Some four years after the opinion in the case cited above, the then Mr. Justice Case, speaking for the Supreme Court in Gang and Gang v. Rogalsky , 124 N.J.L. 207, 11 A. 2 d

[20 NJSuper Page 616]

239 (Sup. Ct. 1940), held that where the conditional vendor had repossessed the furniture sold under a conditional sales contract and where less than 50% of the purchase price had been paid and/or less than $500 had been paid, the conditional vendor was obliged to sell the chattel and create a deficiency before the institution of suit.

The plaintiff in its argument laid great stress upon the fact that this is a suit on a note and not upon a conditional sales contract, and that the defenses advanced under the Uniform Conditional Sales Act are not available to her, nor may she assert them affirmatively in her counterclaim. This may be so as to the defenses. Superior Finance Corporation v. John A. McCrane Motors , 160 A. 341 (Dist. Ct. 1932), 168 A. 774 (Sup. Ct. 1933) (not reported in the state reports), 113 N.J.L. 514, 174 A. 891 (E. & A.) and 115 N.J.L. 401, 180 A. 842 (Sup. Ct. 1935). However, this holding does not obtain where a counterclaim is asserted -- it being the only mode of aggressive attack open to the defendant.

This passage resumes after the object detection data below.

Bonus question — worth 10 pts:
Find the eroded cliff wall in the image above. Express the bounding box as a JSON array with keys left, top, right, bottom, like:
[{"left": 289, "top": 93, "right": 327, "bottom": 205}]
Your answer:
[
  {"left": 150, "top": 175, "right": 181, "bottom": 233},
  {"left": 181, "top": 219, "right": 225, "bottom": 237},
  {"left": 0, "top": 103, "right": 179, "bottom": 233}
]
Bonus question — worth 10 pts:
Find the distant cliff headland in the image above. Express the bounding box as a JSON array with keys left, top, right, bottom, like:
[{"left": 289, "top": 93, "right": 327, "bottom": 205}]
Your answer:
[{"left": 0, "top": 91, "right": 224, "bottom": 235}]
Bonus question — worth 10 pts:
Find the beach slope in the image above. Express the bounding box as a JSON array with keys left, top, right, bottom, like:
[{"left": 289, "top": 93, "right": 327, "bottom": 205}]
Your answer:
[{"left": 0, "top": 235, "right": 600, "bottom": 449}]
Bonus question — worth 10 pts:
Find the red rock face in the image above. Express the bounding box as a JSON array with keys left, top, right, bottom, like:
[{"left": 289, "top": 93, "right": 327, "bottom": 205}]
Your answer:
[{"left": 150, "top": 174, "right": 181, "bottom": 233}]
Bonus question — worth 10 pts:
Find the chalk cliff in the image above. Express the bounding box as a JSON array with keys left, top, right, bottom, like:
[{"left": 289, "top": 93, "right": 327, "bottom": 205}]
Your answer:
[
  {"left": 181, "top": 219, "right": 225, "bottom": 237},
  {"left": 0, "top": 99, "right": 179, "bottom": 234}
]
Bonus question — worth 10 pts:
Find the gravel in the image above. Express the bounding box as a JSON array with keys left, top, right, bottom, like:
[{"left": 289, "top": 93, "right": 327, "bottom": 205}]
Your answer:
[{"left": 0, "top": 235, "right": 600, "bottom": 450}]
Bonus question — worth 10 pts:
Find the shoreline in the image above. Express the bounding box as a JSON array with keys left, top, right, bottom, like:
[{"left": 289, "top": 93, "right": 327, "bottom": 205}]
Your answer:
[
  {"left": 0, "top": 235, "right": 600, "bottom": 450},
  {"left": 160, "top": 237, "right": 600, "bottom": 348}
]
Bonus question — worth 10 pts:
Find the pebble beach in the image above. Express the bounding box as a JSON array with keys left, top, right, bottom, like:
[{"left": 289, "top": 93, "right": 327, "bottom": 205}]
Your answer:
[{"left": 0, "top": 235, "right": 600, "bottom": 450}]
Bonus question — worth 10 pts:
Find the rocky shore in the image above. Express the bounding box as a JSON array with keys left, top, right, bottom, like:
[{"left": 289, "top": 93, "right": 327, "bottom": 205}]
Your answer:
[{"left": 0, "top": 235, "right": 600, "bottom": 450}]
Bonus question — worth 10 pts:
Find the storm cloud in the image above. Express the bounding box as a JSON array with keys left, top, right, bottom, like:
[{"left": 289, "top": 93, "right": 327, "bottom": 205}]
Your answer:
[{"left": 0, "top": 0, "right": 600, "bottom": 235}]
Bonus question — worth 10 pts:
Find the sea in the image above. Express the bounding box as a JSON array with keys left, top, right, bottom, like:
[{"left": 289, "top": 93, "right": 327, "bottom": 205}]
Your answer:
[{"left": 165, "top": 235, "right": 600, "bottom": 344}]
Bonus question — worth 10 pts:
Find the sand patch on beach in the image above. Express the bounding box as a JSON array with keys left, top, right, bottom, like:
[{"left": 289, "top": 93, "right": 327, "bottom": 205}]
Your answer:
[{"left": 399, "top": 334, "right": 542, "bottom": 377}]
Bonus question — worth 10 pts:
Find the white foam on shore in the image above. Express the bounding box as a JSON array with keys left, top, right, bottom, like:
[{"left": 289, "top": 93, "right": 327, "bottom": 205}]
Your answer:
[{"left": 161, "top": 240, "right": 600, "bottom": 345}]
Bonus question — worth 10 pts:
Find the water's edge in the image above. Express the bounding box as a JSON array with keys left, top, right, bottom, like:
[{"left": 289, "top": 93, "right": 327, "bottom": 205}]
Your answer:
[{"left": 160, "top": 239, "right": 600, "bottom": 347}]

I am unable to find any authorities, and none have been submitted to me, which permit a conditional vendor to take into its possession a chattel sold under a conditional sales contract and retain it under the theory of "protective custody" and institute suit for the unpaid balance while the chattel is being so retained. The right to sue upon the note in this instance, or upon the conditional sales contract for the unpaid balance, remained absolute in the plaintiff. It was not obliged to repossess or "protect in its custody" the chattel, but once having elected the latter course, it was compelled to proceed under the provisions of the Uniform Conditional Sales Act.

I find that the plaintiff having failed to make sale of the chattel and establish a deficiency, it cannot recover upon its claim, and that the defendant having failed to prove any monetary damages under its counterclaim can have no recovery thereunder. Hence, I find a judgment of no cause of action on the plaintiff's claim and the same result upon the defendant's counterclaim.